KEP-4412: update resource usage question for ServiceAccountNodeAudienceRestriction

Signed-off-by: Anish Ramasekar <[email protected]>

Author: aramase

keps/sig-auth/4412-projected-service-account-tokens-for-kubelet-image-credential-providers/README.md

@@ -1082,7 +1082,12 @@ This through this both in small and large cases, again with respect to the
 [supported limits]: https://git.k8s.io/community//sig-scalability/configs-and-limits/thresholds.md
 -->
 
-No.
+As part of the `ServiceAccountNodeAudienceRestriction` feature, KAS will need to watch PersistentVolumeClaims, PersistentVolumes and CSIDrivers
+to determine the audiences that the kubelet is allowed to generate service account tokens for.
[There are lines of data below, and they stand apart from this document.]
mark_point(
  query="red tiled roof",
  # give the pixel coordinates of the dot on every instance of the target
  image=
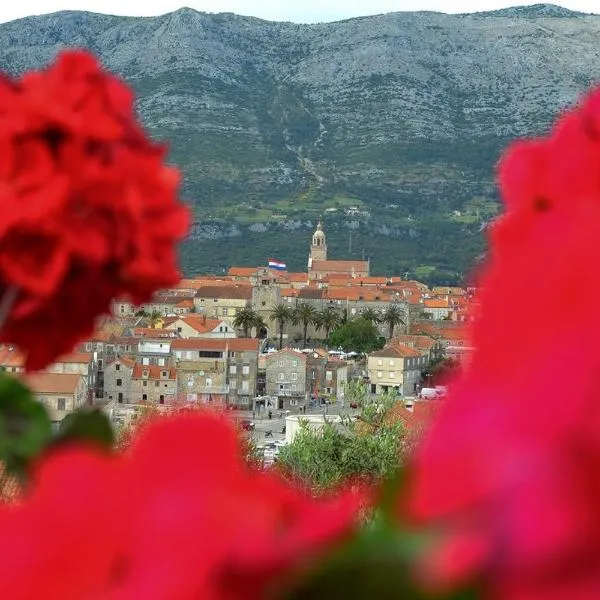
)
(399, 350)
(154, 372)
(229, 292)
(75, 357)
(344, 266)
(52, 383)
(233, 344)
(242, 271)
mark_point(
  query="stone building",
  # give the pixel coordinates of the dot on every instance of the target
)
(320, 266)
(117, 380)
(153, 384)
(217, 371)
(285, 375)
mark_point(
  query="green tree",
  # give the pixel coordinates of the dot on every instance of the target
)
(282, 315)
(306, 314)
(328, 319)
(371, 315)
(245, 319)
(357, 335)
(370, 449)
(392, 317)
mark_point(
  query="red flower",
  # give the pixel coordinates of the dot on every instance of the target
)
(88, 204)
(180, 515)
(509, 470)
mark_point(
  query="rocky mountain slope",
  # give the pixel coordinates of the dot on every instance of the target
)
(388, 126)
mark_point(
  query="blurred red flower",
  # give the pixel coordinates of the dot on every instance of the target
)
(90, 210)
(179, 515)
(508, 475)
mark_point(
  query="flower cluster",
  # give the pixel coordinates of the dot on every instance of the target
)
(90, 211)
(180, 515)
(508, 475)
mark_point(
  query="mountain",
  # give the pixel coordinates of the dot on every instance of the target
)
(388, 126)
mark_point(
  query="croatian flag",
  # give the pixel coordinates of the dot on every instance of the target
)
(275, 264)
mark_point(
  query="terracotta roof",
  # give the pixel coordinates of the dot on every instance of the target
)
(242, 271)
(52, 383)
(297, 277)
(230, 292)
(422, 342)
(124, 360)
(345, 266)
(154, 372)
(10, 356)
(436, 303)
(399, 350)
(275, 355)
(151, 333)
(233, 344)
(75, 357)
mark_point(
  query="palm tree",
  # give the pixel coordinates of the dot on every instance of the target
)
(281, 314)
(393, 316)
(306, 314)
(245, 319)
(329, 318)
(371, 315)
(258, 323)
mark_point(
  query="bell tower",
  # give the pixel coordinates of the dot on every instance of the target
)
(318, 248)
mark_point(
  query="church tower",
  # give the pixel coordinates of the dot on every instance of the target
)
(318, 248)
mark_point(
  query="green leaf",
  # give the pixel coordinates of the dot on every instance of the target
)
(25, 428)
(86, 426)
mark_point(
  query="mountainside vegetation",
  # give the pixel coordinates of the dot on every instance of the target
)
(388, 127)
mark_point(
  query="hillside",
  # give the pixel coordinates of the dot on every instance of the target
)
(277, 124)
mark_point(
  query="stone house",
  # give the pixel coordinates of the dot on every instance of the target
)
(60, 393)
(218, 371)
(285, 376)
(223, 301)
(199, 326)
(396, 367)
(336, 378)
(117, 380)
(153, 384)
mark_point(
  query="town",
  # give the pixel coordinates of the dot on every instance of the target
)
(258, 340)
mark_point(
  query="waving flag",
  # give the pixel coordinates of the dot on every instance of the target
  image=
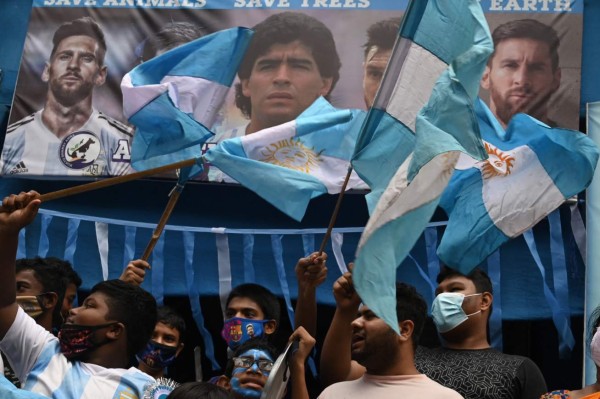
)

These new informers (which are feature gated) will
+result in additional resource usage in the KAS.
+- Node authorizer is already watching persistent volumes via informers today.
+- CSIDriver objects are expected to be ~few and ~slow-moving, so the impact is expected to be minimal.
+- PersistentVolumeClaims are expected to be more numerous and more dynamic, so there could be more impact here.
 
 ###### Can enabling / using this feature result in resource exhaustion of some node resources (PIDs, sockets, inodes, etc.)?